FRISCO - I have detailed in this space why I believe Jerry Jones has every reason to take his time on the way to saying and doing the right thing in terms of social injustice. ... and that I believe the Dallas Cowboys owner will eventually realize he wishes "to be on the right side of history.''
That said ... he's really taking his time.
Most sports organizations have come out with videos, statements and financial pledges to the cause. Some in the NFL are, however, waiting. For what?
Indications are they are waiting for Jerry.
The Cowboys, of course, produced a video, but it was player-centric. There is also a Cowboys-related $1 million donation to the fight against social injustice, but that comes from QB Dak Prescott.
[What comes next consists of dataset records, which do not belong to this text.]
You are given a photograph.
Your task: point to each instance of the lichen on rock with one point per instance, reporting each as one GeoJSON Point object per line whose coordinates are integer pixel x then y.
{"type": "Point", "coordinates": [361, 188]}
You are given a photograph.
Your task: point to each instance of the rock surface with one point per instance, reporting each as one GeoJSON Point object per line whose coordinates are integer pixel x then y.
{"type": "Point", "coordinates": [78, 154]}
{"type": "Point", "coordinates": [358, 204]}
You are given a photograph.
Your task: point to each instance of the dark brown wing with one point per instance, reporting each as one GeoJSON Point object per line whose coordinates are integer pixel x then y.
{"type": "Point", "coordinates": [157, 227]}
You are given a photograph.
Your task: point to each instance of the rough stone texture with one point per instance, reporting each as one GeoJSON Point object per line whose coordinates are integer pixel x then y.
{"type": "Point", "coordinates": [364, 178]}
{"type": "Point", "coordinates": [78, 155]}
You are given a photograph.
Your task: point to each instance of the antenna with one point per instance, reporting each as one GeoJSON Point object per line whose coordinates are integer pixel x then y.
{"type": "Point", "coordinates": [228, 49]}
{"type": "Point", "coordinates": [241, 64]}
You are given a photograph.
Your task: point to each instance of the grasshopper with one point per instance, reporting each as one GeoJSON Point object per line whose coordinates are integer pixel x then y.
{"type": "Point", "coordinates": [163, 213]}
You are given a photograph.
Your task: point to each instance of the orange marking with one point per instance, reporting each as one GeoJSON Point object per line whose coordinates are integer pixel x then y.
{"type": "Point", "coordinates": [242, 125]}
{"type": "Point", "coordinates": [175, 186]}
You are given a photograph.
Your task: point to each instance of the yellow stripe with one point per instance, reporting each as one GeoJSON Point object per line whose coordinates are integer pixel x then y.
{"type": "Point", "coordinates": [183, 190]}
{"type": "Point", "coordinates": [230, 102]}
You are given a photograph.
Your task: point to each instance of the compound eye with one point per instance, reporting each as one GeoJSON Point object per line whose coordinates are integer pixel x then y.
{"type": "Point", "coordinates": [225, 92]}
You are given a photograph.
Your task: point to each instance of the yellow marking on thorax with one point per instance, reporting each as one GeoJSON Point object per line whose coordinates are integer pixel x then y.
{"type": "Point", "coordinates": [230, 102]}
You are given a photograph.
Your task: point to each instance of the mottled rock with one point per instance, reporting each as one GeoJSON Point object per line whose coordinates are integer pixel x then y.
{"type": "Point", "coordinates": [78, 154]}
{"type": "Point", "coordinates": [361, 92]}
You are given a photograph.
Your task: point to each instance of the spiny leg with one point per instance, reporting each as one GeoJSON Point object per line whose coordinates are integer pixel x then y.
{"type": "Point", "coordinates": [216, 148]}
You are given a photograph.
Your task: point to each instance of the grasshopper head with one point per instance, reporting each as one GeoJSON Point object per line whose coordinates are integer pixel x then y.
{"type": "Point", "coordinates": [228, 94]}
There are owners who are "old guard'' who see Jerry as the league's No. 1 powerbroker, and there are owners who are "young turks'' who see Jerry as the same way. For the former group? The Cowboys owner was pivotal in making them billionaires. For the latter? Jerry championed many of them into the league.
So, there is some inaction. Awaiting Jerry Jones' action.
There are in play forces that include "patriotism,'' "finance,'' "marketing,'' "optics,'' and yes, who one supports for the presidency of the United States. Every American has the right to consider all of those things as we plot our personal course. But ultimately, the civil rights movement - this one, as well as the one that forged change in the late '60's, requires us to choose. ... to choose a side of history.
At the risk of oversimplification, if it's 1968, and you are choosing to not allow black kids to drink from the same water fountains as white kids, you are choosing the wrong side of history.
Having said that: Is there any justification for anyone - white or black, sports or non-sports, to hesitate to speak out? Beyond the financial implications that can come with "taking a stand,'' I argue there is also the concern about being misunderstood, about being judged poorly for saying too much, or for saying too little.
Don't believe me? Check out the conflicting reactions to NFL commissioner Roger Goodell's recent "Black Lives Matter'' speech from two prominent NFL veterans.
Said Larry Fitzgerald, the future Hall-of-Famer in Arizona: “It was big for the commissioner to come out and say what he said ... and how they wish they could have done a better job. That's not an easy thing to do. So I commend commissioner Goodell for that and also the open dialogue with players that he's had and really checking the pulse of the players.”
Said Michael Bennett, the free agent who played last year in Dallas: "(Goodell) saying that 'Black Lives Matter' is almost like a slap in the face.''
Same exact comment. One powerful response is a commendation. The other a condemnation.
Yes, we have reason to measure our words before we speak them. But Jerry Jones, at least as much as any of us, given his unique authority to move mountains, has reason to speak those words ... eventually.